Laura was in her early 20s when she met Damien, a man regarded far and wide as a real catch.

“Damien was tall, dark and handsome, he played the drums and was the son of a high profile pastor,” Laura tells news.com.au.

“Everyone kept telling me how lucky I was to be dating him. I remember my dad telling me, ‘Wow Laura, you’ve really hit the jackpot’.”

But before long, red flags began to appear — though Laura, who had never been in a serious relationship before, says she was “naive” to see them

“Yes, we clashed a bit when it came to our personalities, but I didn’t think there was anything to worry about,” she says.

When Damien proposed 18 months later, Laura says she truly believed she was “the luckiest girl in the world”. But soon after the two young Christians tied the knot, Laura says Damien’s mood swings began to grow more noticeable.
Church’s sickening message to abused wife

Wouldn't it be better to name the counselor to prevent it from occurring again?


----------



## SweetSue92 (Sep 15, 2019)

Disir said:


> Laura was in her early 20s when she met Damien, a man regarded far and wide as a real catch.
> 
> “Damien was tall, dark and handsome, he played the drums and was the son of a high profile pastor,” Laura tells news.com.au.
> 
> ...



For me as a Christian, a wife and a woman--this is like a triple tragedy. 

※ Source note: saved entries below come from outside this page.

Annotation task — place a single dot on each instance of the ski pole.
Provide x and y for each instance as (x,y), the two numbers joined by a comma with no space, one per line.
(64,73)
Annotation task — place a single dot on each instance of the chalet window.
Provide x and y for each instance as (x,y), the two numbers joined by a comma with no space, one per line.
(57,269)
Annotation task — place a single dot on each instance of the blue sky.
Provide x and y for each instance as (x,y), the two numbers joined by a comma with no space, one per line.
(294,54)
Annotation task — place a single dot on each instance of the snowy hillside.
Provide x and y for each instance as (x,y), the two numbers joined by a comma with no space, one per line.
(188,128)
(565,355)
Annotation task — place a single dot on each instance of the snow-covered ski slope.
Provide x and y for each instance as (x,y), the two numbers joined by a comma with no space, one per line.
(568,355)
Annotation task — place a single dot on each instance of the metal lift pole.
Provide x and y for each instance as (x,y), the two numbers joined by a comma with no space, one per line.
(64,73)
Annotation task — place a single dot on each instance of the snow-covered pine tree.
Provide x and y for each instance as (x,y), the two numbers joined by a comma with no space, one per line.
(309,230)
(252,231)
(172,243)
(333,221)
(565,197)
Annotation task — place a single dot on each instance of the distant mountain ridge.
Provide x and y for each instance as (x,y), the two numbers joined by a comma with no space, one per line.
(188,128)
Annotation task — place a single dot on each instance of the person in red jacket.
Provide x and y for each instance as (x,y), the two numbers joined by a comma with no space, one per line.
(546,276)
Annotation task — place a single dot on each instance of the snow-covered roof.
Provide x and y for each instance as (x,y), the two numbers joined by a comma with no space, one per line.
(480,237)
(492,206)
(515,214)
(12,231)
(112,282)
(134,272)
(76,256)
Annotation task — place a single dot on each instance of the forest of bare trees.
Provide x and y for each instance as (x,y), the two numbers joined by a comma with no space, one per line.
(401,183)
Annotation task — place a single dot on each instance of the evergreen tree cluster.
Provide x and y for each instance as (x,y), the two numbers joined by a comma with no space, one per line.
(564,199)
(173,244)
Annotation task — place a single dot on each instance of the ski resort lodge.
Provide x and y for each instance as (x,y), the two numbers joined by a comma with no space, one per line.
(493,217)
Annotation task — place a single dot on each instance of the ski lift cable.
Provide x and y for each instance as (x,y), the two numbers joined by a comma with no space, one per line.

I'm so sad that she went to a broken church and received no help. I guess they forgot 1 Peter 3:7, where God says He won't even listen to the prayers of men who abuse their wives......

That man should have been brought before the church to answer for his behavior and then a court of law.


----------



## Damaged Eagle (Sep 15, 2019)

*****SMILE*****


----------